MIDDLEBURG - A witness in a 1997 homicide tearfully testified Monday in Snyder County Court that she lied to a state grand jury after being threatened by police.
Jennifer Long’s emotions ranged from emotional to confrontational as Snyder County District Attorney Michael Piecuch questioned her for more than 90 minutes about the August 2011 testimony she gave to a grand jury regarding the July 1997 beating death of Donald E. Seebold III.
“I was told I couldn’t go into the grand jury saying ‘I don’t know’ or I’d be handcuffed or arrested,” she said Monday, explaining why she allegedly lied, knowing she was committing a felony perjury. “I was scared. I felt threatened. I wanted to give you guys what you wanted.”
In her testimony to the grand jury more than a year ago, Long, 35, said she saw Seebold, 22, being beaten by a group of people while attending a birthday party, heard her aunt, Linda Thomas, 46, tell the partygoers to remove Seebold from her Port Ann property and watched as her cousin, Robert Reich, 37, of Beavertown, and Ryan Sprenkel, 36, of Middleburg, nearly carried Seebold into the back of a pickup truck.
Seebold was later found unconscious lying on Troxelville Road, about two miles away, by Sprenkel and two other partygoers, Chris Aucker, 38, and his now-wife, Sheila Liddington Aucker.
He was found dead the next day in Sprenkel’s vehicle, where they left him, allegedly believing he was passed out.
Reich, Sprenkel and Aucker were each charged with homicide last March after the grand jury hearings in which several other witnesses provided similar testimony about an alleged fight. All three are scheduled to be tried together in April.
On Friday, Reich withdrew a motion to dismiss the charges against him due to the passage of time between Seebold’s death and the charges being filed.
Liddington Aucker and Thomas were each charged with perjury for allegedly lying to the grand jury about the events surrounding Seebold’s fatal beating.
During Long’s testimony Monday afternoon, Senior Judge Louise O. Knight stepped off the bench and sat in the jury box to get a better view of the witness.
Long now says she never saw Seebold being beaten or carried into a pickup truck nor heard Thomas angrily order his removal from her property.

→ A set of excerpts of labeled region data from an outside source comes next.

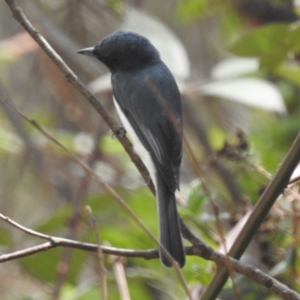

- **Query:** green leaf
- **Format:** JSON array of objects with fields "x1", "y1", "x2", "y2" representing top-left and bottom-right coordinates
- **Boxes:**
[
  {"x1": 273, "y1": 63, "x2": 300, "y2": 87},
  {"x1": 35, "y1": 206, "x2": 72, "y2": 234}
]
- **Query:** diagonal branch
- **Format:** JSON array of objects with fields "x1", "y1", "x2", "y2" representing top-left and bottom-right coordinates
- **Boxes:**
[
  {"x1": 0, "y1": 214, "x2": 300, "y2": 300},
  {"x1": 6, "y1": 0, "x2": 155, "y2": 193},
  {"x1": 201, "y1": 133, "x2": 300, "y2": 300}
]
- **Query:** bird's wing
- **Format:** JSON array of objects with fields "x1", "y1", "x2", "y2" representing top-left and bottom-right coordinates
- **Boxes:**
[{"x1": 112, "y1": 65, "x2": 182, "y2": 191}]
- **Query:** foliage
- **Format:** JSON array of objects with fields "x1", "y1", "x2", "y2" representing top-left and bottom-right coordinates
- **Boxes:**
[{"x1": 0, "y1": 0, "x2": 300, "y2": 300}]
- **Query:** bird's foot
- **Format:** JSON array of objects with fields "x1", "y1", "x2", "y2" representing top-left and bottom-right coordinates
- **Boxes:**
[{"x1": 110, "y1": 126, "x2": 126, "y2": 139}]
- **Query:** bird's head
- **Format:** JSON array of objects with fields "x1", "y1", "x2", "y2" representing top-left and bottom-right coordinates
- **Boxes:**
[{"x1": 78, "y1": 31, "x2": 160, "y2": 73}]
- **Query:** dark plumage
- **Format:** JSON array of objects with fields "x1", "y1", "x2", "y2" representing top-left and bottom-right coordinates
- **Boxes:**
[{"x1": 78, "y1": 31, "x2": 185, "y2": 267}]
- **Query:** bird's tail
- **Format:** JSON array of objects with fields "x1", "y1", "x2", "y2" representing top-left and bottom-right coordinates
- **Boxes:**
[{"x1": 156, "y1": 174, "x2": 185, "y2": 268}]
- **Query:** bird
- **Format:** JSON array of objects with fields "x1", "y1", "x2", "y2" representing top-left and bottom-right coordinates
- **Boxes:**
[{"x1": 77, "y1": 31, "x2": 185, "y2": 268}]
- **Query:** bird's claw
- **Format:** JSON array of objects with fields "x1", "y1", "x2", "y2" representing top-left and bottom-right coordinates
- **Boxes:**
[{"x1": 110, "y1": 126, "x2": 126, "y2": 139}]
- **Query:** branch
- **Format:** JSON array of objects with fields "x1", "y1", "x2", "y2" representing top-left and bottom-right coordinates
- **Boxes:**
[
  {"x1": 0, "y1": 214, "x2": 300, "y2": 300},
  {"x1": 5, "y1": 0, "x2": 155, "y2": 194},
  {"x1": 201, "y1": 133, "x2": 300, "y2": 300},
  {"x1": 181, "y1": 222, "x2": 300, "y2": 300}
]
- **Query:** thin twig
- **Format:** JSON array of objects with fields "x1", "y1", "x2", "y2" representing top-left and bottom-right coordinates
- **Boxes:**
[
  {"x1": 146, "y1": 78, "x2": 239, "y2": 299},
  {"x1": 5, "y1": 0, "x2": 155, "y2": 193},
  {"x1": 0, "y1": 214, "x2": 300, "y2": 300},
  {"x1": 0, "y1": 86, "x2": 192, "y2": 300},
  {"x1": 201, "y1": 133, "x2": 300, "y2": 300},
  {"x1": 112, "y1": 256, "x2": 130, "y2": 300},
  {"x1": 87, "y1": 206, "x2": 107, "y2": 300}
]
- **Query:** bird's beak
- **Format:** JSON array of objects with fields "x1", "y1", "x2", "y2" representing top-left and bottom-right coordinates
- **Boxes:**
[{"x1": 77, "y1": 47, "x2": 95, "y2": 56}]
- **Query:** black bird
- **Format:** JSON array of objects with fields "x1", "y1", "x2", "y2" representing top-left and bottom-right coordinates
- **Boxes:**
[{"x1": 78, "y1": 31, "x2": 185, "y2": 267}]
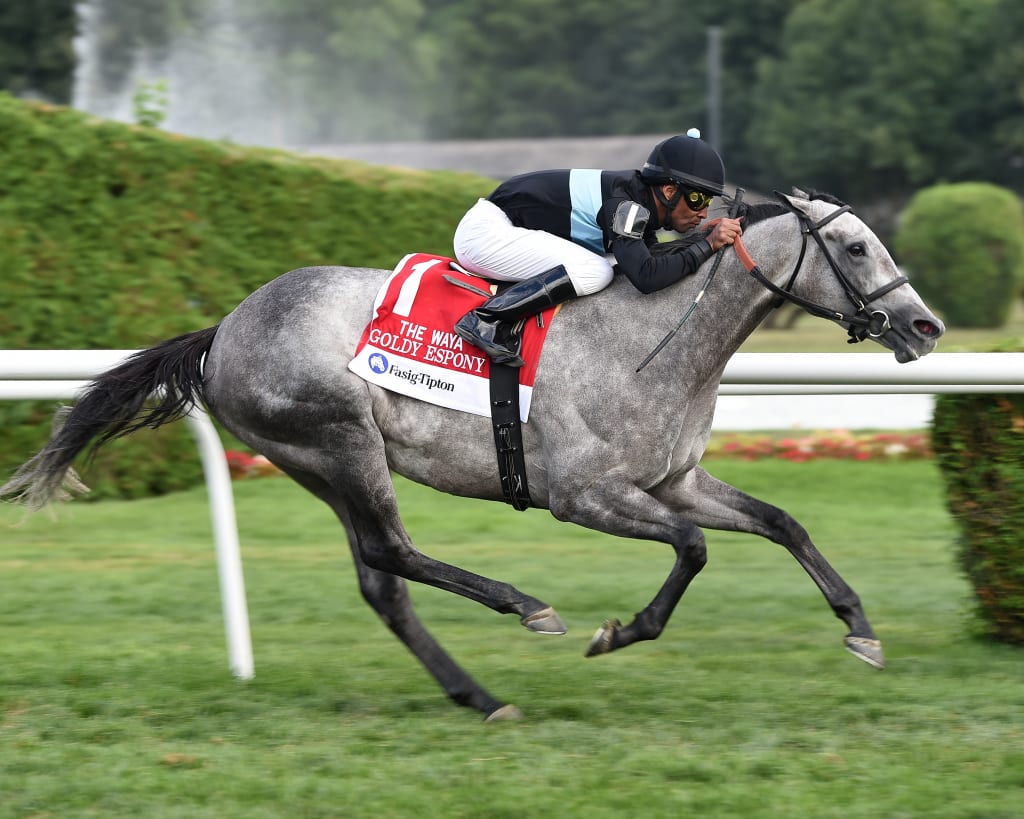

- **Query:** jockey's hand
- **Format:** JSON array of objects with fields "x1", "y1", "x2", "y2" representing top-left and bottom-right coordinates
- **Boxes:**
[{"x1": 707, "y1": 216, "x2": 743, "y2": 251}]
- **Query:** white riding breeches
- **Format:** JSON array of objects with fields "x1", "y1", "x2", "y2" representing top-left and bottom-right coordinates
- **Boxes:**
[{"x1": 454, "y1": 199, "x2": 615, "y2": 296}]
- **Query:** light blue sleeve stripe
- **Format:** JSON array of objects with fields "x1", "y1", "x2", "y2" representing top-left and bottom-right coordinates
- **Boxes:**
[{"x1": 569, "y1": 169, "x2": 604, "y2": 256}]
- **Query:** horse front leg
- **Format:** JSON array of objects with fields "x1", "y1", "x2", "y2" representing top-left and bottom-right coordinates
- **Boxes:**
[
  {"x1": 551, "y1": 476, "x2": 708, "y2": 657},
  {"x1": 655, "y1": 467, "x2": 885, "y2": 669}
]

She said police gave her those details and then an officer threatened her — in the presence of Piecuch and another law enforcement officer — to tell them to the grand jury just moments before she went before the panel.
“I kept telling you guys I didn’t know anything and one of the officers got mad and threw a book down,” Long said.
When Piecuch pressed her about whether she filed a complaint or reported being threatened by law enforcement to commit perjury, Long angrily responded, “Who was I supposed to tell?”
Later, she cried and dabbed her eyes with a tissue as she exclaimed that she didn’t know what to do.
Long’s appearance in court Monday was for a pretrial hearing on the perjury charge against Thomas.
At the end of Long’s testimony, Thomas’ attorney, William Tully, of Harrisburg, agreed the court had no basis to dismiss the perjury charge and said Long’s credibility should be weighed by the jury.